Excesso de Assistencialismo: até quando ajudar?
O excesso de assistencialismo nasce, muitas vezes, de boas intenções. Queremos evitar que o outro sofra, queremos proteger, poupar quedas, encurtar caminhos. Mas a vida, sábia e pedagógica, ensina que existem experiências que ninguém pode viver por nós. Quando carregamos alguém por tempo demais, impedimos que essa pessoa descubra a própria força. E quando sustentamos um peso que não é nosso, começamos a perder a energia que precisamos para cumprir o nosso próprio caminho.
A ajuda exagerada pode atrasar processos que o outro precisa viver. Quando fazemos pelo outro aquilo que ele já pode — e precisa — fazer sozinho, criamos dependência. Alimentamos um ciclo vicioso onde um não cresce e o outro se esgota. Aquele que recebe passa a se apoiar, a esperar, a não se movimentar. E aquele que doa passa a se cansar, a se frustrar e, muitas vezes, a adoecer emocionalmente.
Isso se manifesta em diferentes níveis da vida. Na assistência material, por exemplo, ao ajudar pessoas em situação de vulnerabilidade com cestas básicas, medicamentos e recursos essenciais, estamos lidando com uma necessidade real e urgente. Há quem precise — e muito — desse apoio para sobreviver. Mas também existem situações em que a ajuda contínua, sem critérios e sem acompanhamento, acaba sendo utilizada de forma abusiva. Algumas pessoas recorrem a várias instituições ao mesmo tempo, acumulam benefícios e, aos poucos, perdem o estímulo para buscar autonomia.
Essa mesma lógica se repete dentro dos lares. Quantas vezes, na tentativa de agradar ou evitar conflitos, acabamos fazendo tudo por um familiar, por um esposo ou esposa? Sustentamos financeiramente, resolvemos problemas, tomamos decisões, assumimos responsabilidades que não são nossas. Aparentemente, isso parece amor. Mas, na prática, pode ser uma interferência direta no caminho evolutivo do outro. Amar não é substituir; é apoiar sem anular, é caminhar junto sem carregar no colo quem já pode andar.
As obras de caridade enfrentam um dos maiores desafios nesse contexto. Como discernir quem realmente precisa? Como ajudar sem estimular a acomodação? Como lidar com a desconfiança gerada pelos abusos, inclusive quando benefícios sociais são utilizados como moeda política, criando dependência e não emancipação? Essas questões fazem com que muitas pessoas deixem de ajudar, não por falta de compaixão, mas por medo de alimentar injustiças ou ilusões.
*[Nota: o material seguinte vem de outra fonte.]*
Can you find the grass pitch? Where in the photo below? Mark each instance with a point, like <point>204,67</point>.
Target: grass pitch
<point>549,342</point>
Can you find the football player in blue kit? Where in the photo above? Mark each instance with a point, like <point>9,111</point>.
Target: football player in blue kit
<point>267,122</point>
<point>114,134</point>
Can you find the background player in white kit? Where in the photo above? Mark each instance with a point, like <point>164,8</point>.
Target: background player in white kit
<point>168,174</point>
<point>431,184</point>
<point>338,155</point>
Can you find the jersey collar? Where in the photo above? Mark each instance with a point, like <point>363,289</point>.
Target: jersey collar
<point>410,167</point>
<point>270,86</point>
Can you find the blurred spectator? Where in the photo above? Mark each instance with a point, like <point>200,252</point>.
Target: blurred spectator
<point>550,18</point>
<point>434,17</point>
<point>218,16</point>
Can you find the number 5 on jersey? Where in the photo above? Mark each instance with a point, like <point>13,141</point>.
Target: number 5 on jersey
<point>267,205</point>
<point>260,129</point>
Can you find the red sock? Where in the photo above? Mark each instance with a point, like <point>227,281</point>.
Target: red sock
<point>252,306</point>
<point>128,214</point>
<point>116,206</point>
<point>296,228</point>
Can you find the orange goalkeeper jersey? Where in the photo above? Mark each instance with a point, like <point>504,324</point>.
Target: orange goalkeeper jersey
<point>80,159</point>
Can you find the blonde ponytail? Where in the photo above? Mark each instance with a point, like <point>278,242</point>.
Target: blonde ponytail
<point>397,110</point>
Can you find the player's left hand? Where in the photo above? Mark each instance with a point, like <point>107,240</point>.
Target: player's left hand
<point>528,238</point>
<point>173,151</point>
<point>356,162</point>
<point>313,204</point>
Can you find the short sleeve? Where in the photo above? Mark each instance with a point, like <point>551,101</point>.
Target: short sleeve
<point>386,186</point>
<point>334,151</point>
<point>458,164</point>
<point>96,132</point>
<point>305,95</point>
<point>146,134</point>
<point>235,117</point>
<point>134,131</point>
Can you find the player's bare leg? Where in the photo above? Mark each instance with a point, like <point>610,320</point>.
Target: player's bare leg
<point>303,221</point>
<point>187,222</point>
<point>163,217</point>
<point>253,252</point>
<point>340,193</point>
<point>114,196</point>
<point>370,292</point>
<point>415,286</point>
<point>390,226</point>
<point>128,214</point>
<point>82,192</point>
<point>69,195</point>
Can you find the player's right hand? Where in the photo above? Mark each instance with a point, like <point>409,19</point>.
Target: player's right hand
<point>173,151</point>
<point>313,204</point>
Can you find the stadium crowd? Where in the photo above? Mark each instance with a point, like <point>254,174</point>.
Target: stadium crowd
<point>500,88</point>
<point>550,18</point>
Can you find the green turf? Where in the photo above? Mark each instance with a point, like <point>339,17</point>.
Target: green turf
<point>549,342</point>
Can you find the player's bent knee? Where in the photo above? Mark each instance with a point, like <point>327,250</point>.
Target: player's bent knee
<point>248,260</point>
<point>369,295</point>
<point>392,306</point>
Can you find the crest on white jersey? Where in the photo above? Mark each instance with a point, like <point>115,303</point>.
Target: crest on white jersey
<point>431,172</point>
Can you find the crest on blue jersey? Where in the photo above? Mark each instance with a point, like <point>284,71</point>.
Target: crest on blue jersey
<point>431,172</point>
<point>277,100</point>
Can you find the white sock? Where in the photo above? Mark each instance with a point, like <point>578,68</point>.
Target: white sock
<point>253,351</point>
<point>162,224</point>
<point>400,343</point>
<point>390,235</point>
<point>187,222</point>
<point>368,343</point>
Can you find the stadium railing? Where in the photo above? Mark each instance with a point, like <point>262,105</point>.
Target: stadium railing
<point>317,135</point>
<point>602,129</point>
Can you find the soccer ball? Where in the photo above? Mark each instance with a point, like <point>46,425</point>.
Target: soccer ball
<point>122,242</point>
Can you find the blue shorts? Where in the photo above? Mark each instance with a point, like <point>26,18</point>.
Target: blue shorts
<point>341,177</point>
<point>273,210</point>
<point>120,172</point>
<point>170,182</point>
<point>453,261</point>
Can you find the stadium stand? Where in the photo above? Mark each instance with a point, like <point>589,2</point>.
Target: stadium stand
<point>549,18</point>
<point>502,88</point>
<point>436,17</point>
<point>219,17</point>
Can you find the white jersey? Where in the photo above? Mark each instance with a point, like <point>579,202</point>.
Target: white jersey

A resposta talvez esteja no equilíbrio. A verdadeira caridade não é apenas dar; é educar, orientar, fortalecer. É oferecer o pão hoje, mas também ensinar a plantar amanhã. É socorrer na dor imediata, sem perder de vista a autonomia futura. A ajuda lúcida observa, acompanha e, quando necessário, sabe recuar. Porque, às vezes, a maior bondade é permitir que o outro caminhe sozinho.
Que possamos compreender que ajudar não é salvar o outro de todas as quedas, mas estar presente para quando ele precisar se levantar. Que a caridade seja ponte, e não muleta; estímulo, e não prisão.
Trago um trecho de uma prece do Espírito Miramez contida no livro "Iniciação - Viagem Astral " de João Nunes Maia pelo Espírito Lancellin, que cabe bem nesta temática:
"... Senhor, ajuda-nos a ajudar, sem que a ajuda se torne conivência;
ajuda-nos a amparar, sem que o amparo incentive a preguiça;
ajuda-nos a contribuir, sem que a contribuição nos leve ao fanatismo.
Ensina-nos a caridade que liberta, fortalece e educa,
para que possamos servir com amor, sabedoria e discernimento..."
Que essa reflexão nos ajude a seguir fazendo o bem, sem endurecer o coração e sem fechar os olhos para a realidade. Que aprendamos a ajudar com responsabilidade, a servir com equilíbrio e a amar com maturidade. Que nossa caridade seja luz no caminho do outro, mas nunca sombra que o impeça de caminhar. E que, mesmo diante das dúvidas e desafios, nunca nos falte coragem para continuar auxiliando — com consciência, humildade e confiança de que o verdadeiro amor sempre educa, fortalece e liberta.